Tuesday, March 8, 2011

complete and utter free-write on the modernism of "The Love Song..." & "Heritage"



 
Cullen begins his seven stanza iambic poem with a question concerning the nature of an abstract and rather remote Africa. He lists some tangible images such as; man and woman, sun, sky, sea and earth. The italics draws attention to his internal question of "what is Africa to me?", which is repeated throughout the poem in the same format at the end of each stanza as he tries to answer his own question. He is caught between two cultures, like the "patient etherized upon a table" which begins "The Love Song of J. Alfred Prufrock", that refers to a man not feeling his worth or influence in life. "Heritage" is the more modern poem when comparing the two, if you're analyzing them through a lens of addressable modern issues. The issue of ethnic identity crisis found in Cullen's poem in contrast to Prufrock's issue of "mid-life crises" depression is more modern in a societal focal view point. I do not think that one of these poems is "more American" over the other, because I do not think I am anywhere near qualified to distinguish what variables and facets of literature makes a work "American"; it is much too relative and I do not feel comfortable with it. As in regards to the poems "making something new", both Cullen and Prufrock take an internal conflicts that can be found in individuals throughout modern society and frame them in their own style, therefore making it new.
"So I lie, who never quite

Safely sleep from rain at night—
I can never rest at all
When the rain begins to fall;
Like a soul gone mad with pain
I must match its weird refrain."(C.Cullen)
Cullen gives an example of this by referring to the state of his own personal soul.

Shadow Response



 
Guillame Apollinaire's 'Shadow' is about a veteran's memories of the war, seemingly condensed into an ever present aura with the narrator. The poem starts out with the narrator feeling leery toward the shadow, "The changing form of my shadow/An Indian hiding in wait throughout eternity/shadow you creep near me". The piece then morphs into a setting where the narrator embraces the presence of the shadow, "But I hear you I see you still/Destinies/Multiple shadow may the sun watch over you/You who love me so much will never leave me".
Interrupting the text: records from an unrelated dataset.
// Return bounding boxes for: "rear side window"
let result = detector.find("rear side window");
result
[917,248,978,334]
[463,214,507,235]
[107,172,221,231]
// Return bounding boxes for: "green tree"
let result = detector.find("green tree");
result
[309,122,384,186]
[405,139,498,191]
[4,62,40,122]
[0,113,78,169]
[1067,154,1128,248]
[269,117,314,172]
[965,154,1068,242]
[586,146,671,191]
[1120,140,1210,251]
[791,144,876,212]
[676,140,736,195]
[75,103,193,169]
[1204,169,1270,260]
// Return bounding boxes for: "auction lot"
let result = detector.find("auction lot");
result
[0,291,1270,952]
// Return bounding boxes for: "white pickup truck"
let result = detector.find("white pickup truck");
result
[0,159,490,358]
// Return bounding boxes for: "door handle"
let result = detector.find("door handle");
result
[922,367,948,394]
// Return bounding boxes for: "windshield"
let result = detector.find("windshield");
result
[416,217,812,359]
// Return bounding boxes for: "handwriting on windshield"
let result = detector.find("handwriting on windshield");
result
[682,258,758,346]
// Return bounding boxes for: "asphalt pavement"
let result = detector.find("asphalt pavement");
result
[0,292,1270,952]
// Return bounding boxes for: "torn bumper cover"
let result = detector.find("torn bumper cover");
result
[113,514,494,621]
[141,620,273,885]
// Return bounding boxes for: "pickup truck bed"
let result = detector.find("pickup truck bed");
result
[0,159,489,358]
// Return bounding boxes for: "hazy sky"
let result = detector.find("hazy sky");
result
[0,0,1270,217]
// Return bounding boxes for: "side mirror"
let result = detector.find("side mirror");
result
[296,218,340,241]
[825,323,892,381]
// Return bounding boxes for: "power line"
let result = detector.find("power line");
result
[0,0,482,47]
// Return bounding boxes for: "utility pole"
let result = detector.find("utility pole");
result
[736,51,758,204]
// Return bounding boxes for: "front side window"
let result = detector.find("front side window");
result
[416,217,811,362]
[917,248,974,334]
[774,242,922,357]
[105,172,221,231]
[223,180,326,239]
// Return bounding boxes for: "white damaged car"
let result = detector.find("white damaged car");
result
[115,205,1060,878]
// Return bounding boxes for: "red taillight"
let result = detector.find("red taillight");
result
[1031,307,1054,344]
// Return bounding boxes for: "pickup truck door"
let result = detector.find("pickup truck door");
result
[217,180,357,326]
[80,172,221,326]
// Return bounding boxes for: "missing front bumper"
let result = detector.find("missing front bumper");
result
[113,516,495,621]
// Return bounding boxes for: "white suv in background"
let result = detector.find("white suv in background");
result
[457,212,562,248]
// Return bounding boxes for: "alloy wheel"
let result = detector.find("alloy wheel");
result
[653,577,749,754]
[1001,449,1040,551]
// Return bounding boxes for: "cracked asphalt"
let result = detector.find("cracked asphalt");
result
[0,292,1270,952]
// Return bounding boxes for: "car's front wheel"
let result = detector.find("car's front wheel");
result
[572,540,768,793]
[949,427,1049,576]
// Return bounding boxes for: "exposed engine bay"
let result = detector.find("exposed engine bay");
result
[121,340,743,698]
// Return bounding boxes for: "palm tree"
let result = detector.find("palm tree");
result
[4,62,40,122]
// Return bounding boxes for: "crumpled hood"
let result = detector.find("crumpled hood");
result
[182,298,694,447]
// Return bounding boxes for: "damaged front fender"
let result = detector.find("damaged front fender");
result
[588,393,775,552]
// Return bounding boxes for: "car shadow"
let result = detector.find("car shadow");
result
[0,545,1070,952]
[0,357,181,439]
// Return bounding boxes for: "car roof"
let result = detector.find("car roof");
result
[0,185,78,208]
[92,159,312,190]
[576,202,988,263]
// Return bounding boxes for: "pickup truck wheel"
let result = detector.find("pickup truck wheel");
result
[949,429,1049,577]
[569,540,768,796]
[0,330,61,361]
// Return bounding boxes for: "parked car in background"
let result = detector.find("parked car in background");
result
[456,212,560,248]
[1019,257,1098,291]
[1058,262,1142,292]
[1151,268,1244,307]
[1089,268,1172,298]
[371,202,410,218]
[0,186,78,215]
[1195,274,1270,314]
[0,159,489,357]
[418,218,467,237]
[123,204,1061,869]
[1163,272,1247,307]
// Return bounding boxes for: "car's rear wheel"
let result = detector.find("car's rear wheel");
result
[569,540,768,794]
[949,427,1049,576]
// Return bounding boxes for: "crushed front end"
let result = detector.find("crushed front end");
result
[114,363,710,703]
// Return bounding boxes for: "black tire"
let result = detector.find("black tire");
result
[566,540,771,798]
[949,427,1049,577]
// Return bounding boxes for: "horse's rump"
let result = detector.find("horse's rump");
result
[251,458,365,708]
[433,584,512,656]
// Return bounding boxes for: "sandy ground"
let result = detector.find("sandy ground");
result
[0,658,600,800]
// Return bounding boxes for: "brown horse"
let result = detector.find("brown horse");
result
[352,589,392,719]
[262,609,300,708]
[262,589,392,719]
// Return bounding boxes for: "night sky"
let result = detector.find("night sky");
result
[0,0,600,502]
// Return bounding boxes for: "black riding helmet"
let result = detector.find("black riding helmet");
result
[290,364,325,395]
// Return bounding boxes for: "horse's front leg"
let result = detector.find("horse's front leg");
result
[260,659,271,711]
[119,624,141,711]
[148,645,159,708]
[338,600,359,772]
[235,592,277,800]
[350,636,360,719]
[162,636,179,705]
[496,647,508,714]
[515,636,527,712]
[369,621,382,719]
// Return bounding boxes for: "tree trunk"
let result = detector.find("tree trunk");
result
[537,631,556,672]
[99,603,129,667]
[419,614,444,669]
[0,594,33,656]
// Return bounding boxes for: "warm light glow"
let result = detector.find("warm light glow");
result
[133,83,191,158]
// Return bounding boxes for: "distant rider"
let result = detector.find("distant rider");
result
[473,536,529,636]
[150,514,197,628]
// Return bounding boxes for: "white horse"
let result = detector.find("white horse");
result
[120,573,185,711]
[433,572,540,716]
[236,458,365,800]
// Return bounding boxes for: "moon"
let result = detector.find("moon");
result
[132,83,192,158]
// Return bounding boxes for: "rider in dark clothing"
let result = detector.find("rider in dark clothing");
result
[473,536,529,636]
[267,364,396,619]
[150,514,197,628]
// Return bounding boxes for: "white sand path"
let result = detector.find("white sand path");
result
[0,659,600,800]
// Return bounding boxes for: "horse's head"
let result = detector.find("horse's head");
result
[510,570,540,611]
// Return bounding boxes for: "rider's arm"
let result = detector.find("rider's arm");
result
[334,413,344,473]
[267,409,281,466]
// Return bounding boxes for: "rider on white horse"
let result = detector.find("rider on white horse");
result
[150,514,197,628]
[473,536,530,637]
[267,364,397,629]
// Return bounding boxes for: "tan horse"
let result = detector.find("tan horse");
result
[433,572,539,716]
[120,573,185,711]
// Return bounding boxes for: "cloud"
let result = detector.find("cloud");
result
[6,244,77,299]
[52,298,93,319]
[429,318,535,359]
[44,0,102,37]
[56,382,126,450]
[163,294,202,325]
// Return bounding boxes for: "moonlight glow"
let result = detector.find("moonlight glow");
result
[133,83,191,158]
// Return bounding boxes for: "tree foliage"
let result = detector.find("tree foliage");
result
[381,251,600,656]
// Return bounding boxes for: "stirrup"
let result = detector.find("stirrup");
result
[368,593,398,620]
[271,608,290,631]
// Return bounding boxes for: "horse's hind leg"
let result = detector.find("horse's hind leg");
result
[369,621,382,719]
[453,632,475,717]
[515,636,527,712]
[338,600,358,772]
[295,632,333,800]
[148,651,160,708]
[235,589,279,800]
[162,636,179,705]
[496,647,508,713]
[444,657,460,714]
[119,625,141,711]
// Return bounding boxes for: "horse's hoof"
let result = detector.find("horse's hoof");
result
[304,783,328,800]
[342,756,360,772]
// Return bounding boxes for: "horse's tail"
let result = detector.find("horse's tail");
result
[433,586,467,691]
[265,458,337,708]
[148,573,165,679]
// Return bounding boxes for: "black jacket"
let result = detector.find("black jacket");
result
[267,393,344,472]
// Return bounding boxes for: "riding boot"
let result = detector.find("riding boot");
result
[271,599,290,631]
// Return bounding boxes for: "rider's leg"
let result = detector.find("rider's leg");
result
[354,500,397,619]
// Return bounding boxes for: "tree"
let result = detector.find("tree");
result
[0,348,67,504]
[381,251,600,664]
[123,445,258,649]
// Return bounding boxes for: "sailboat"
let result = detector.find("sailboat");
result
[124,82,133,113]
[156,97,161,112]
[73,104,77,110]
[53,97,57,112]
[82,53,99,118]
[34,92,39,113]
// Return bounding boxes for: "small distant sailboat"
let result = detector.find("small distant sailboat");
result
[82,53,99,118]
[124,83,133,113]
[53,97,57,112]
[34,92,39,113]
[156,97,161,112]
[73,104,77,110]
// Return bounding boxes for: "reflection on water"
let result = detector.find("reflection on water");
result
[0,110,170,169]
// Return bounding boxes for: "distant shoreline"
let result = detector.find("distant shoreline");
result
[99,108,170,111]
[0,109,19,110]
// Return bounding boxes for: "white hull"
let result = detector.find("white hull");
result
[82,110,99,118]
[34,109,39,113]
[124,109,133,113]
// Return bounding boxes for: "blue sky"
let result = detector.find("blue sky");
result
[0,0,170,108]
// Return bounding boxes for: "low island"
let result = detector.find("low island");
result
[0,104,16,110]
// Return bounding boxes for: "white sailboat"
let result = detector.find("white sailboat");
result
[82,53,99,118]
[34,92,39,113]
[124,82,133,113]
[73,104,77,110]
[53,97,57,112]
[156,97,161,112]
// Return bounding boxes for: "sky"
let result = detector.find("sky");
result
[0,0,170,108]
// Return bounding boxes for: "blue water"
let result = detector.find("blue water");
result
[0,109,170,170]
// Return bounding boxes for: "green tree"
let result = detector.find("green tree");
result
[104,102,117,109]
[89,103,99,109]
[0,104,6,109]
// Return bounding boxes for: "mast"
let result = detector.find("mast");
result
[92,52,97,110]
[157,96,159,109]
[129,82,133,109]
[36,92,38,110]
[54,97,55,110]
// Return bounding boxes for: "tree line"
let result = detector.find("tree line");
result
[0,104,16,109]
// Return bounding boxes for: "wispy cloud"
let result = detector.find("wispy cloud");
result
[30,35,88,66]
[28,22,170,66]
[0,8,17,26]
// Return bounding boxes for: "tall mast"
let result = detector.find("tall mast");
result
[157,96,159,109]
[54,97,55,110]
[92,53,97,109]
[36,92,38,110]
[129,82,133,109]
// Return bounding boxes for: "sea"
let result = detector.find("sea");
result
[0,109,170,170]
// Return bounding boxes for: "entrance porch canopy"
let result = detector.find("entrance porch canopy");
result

eflections of 9/11 response poems


 
Espada's Alabanza provided me with a sense of connectedness between the past and present Latino world. I really like the reference to Roberto Clemente, who tried to aid the people of Nicaragua. This poem speaks of  culture born of a culture, within a city comprised of a multitude of cultures.
Zagajeweski's Try to Praise the Mutilated World is my favorite, because it's about hope. It acknowledges the fact that the world is damaged, yet reminds us to look and see how the world heals itself by just being...and through those personal moments that stay tucked away in our memories for us to pull out and unfold neatly for a moment of reflectve happiness...or praise.
Osman's Dropping Leaflets contained imagery that worked well with the overall theme. I enjoyed the comfortable flow of repetition and how that worked in sync with the vivid imagery.
The poem I chose from the Poets Against the War website is A Little Later, by: Behzad Zarrinpour. I did so, because of the reference of futility, lack of purpose, redundant and pointlessness, joined with no support of the people.

March 7th

a year ago
my fingers wove tight in yours
knuckles white as the sterile floors
cold
answering our heels' cries
with hollowed whispers floating
hand
in hand
down the hall
echoed
in our eyes
mine brown

        blank
yours hazel red
                  rimmed
moist
i can see your long lashes
cling
to each other
fused
by the gritty question
                              why?


by: Jenica Mae Corbett (3/7/11)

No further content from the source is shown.